Movieline

REVIEW: Flat Notes, Sluggish Orchestration Halt The Concert

A pleasant dramatic caper that wears out its welcome, The Concert is the houseguest who sings a little too loudly and too long for his supper, tone deaf to the line between charm and imposition. As the film's fairy-tale story is stretched beyond its means, disbelief -- at first suspended with pleasure -- is restored in increments, and mild resentment sets in.

Andreï Filipov (Alekseï Guskov) is a janitor at the Bolshoi in Moscow who is banned from sitting in on orchestra rehearsals when his cell phone interrupts one. A former conductor whose career ended 30 years earlier when he refused to capitulate to the Communist establishment's anti-Semitic demands (i.e., fire all the Jews), Andreï ekes out a living in his former wheelhouse. After intercepting a fax sent to the Bolshoi director's office inviting the orchestra for a one-off at the Pleyel in Paris, the humbled maestro hatches a pretty grand plan.

Director and writer Radu Mihaileanu sets up the story with deft economy: Andreï and his friend Sacha (Dmitri Nazarov), an ambulance driver and cello player, drive around Moscow rounding up the old crew. Their former manager Ivan (Valeri Barinov), a stalwart Communist who betrayed them to the authorities way back when, is asked to help pull off the 50-piece hoodwink.

Andreï is ashamed of the current Bolshoi, and there is a more general lamenting of the state of Russian culture and excellence, an implied mourning of the good old days when an artist's or athlete's livelihood literally depended on delivering perfection to the state. Ivan is the most openly nostalgic, still running pinko rallies and hiring extras to fill them out. (In one of the funniest side-plots, Andreï's wife supplies enemy gangsters with extras who attend their gaudy weddings, which are held in small amphitheaters.) The irony of a Communist regime that had every Russian (except Andreï, of course) fending only for himself seems lost on Ivan, who nevertheless agrees to negotiate a list of demands with the French.

Class and nationalist tensions pervade these scenes, if never to more than farcical effect. The Russians are bent on showing the French they still rule the classical arts, even as they rely on and play up received wisdom about the Slavic temperament. They have comically outdated ideas about asserting their status (Ivan insists on a boat tour of the city and dinner at a restaurant that hasn't been hot -- and hasn't even existed -- since 1982) and pull their musicians from every walk of life. Andreï's main request is that a young French soloist named Anne-Marie Jacquet (Mélanie Laurent) accompany the orchestra. His hidden connection to her is drawn out over the group's eventual arrival in Paris (after acquiring a raft of fake passports and visas) and the ultimate performance of a Tchaikovsky piece.

The old orchestra does not manage a single rehearsal; a mass defection takes place as soon as they reach France. The group abandons their leader, drinking and demanding money before disappearing into the city.

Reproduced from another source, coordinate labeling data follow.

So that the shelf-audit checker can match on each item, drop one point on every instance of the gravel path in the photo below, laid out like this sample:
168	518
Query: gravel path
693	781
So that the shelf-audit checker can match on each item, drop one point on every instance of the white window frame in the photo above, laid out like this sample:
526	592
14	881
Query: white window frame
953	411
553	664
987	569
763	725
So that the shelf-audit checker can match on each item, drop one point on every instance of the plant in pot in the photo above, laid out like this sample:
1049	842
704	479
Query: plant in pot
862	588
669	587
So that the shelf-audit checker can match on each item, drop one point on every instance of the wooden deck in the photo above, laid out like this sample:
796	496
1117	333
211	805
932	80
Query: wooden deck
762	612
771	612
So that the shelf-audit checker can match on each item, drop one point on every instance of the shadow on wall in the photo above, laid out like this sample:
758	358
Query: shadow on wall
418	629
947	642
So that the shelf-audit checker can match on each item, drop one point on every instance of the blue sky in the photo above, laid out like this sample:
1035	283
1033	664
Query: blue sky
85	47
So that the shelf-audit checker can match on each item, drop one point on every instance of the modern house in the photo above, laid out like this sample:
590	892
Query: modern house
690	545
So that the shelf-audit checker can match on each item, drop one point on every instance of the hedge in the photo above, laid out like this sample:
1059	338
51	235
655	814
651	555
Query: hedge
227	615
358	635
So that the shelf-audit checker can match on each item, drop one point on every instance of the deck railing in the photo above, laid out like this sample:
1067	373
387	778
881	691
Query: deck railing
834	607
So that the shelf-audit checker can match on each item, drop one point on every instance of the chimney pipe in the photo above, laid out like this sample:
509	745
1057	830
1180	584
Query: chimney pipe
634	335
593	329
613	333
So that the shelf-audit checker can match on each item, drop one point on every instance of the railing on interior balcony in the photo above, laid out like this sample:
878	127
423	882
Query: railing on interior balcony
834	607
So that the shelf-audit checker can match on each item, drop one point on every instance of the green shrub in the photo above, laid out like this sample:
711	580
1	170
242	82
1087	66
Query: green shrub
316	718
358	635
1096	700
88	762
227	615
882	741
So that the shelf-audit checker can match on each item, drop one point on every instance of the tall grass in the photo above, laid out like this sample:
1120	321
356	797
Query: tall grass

After taking pains to demonstrate that class and artistic sensibility are not the privilege of the well-born, Mihaileanu turns these underdogs into reckless curs.

The outbursts and confrontations between the various factions grow enervating; the French scenes comprise a poorly paced build-up to a concert that might make you regret wishing that actual music (if not rehearsal) had featured more prominently throughout. The climactic scene is an interminable feast of art-as-epiphany cliché: Laurent and Guskov make big, meaningful eyes at each other as the latter conducts the former through her first Tchaikovsky piece. They exchange look after look after look of sublime communion and understanding as the piece builds and builds and builds. And builds. Much like The Concert, the concert starts out strong but gets muddled in sentiment when it comes time to soar.